Embraer introduced its plans to build two clean-sheet aircraft to compete in the sector at the National Business Aviation Association convention. The aircraft were named the mid-light jet (MLJ) and the midsize jet (MSJ) and the public was treated with renderings of the aircraft and a full-size cabin mock-up.
Designing aircraft from scratch isn’t cheap and Embraer knew this from the beginning and planned to invest more than $500 million in the program. It focused its efforts on the larger MSJ because the MLJ was meant to be a shortened and less capable version.
From the get-go, Embraer knew what it wanted in terms of performance from the MLJ. The aircraft was to carry a maximum of eight passengers and fly a maximum range of 2,200 nm (5,185.6 km) with a high-speed cruise of Mach 0.78 and a service ceiling of 45,000 ft (13,716 m).
To achieve these performance numbers, Embraer considered engine options from Pratt and Whitney, Rolls-Royce, and Honeywell. It eventually solidified a deal with Honeywell for its HTF7500E turbofan engines and GTCP 36-150 auxiliary power unit. The company said that the HTF7500E produced the best performance while being fuel efficient and keeping noise and emissions to a minimum.

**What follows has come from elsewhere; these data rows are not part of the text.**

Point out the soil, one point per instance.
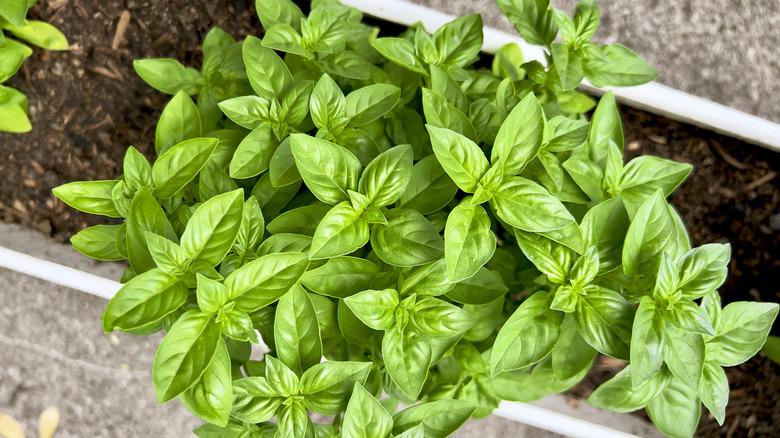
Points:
(87, 106)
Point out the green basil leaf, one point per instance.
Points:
(620, 395)
(343, 230)
(647, 342)
(439, 112)
(408, 239)
(145, 215)
(460, 157)
(266, 279)
(98, 242)
(180, 164)
(483, 288)
(615, 65)
(386, 177)
(255, 400)
(89, 196)
(407, 357)
(549, 257)
(676, 411)
(211, 294)
(367, 104)
(145, 299)
(400, 52)
(326, 386)
(179, 121)
(741, 331)
(714, 390)
(704, 269)
(168, 75)
(568, 65)
(213, 228)
(426, 280)
(527, 336)
(429, 188)
(137, 171)
(285, 38)
(604, 319)
(605, 126)
(250, 232)
(520, 136)
(184, 354)
(468, 241)
(439, 418)
(328, 105)
(684, 356)
(571, 353)
(438, 318)
(643, 176)
(167, 255)
(328, 170)
(211, 399)
(301, 220)
(253, 155)
(459, 41)
(533, 19)
(293, 420)
(341, 277)
(296, 331)
(375, 308)
(528, 206)
(365, 416)
(267, 73)
(278, 11)
(651, 232)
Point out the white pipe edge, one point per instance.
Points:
(653, 97)
(104, 288)
(58, 274)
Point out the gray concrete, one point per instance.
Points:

To supplement its raw performance, Embraer chose Rockwell Collins to provide its ProLine Fusion avionics suite. The system has four 15-inch displays as well as heads-up displays to provide the pilots with unprecedented situational awareness. The system gives the aircraft the ability to fly CAT II approaches, reducing diversions caused by adverse weather.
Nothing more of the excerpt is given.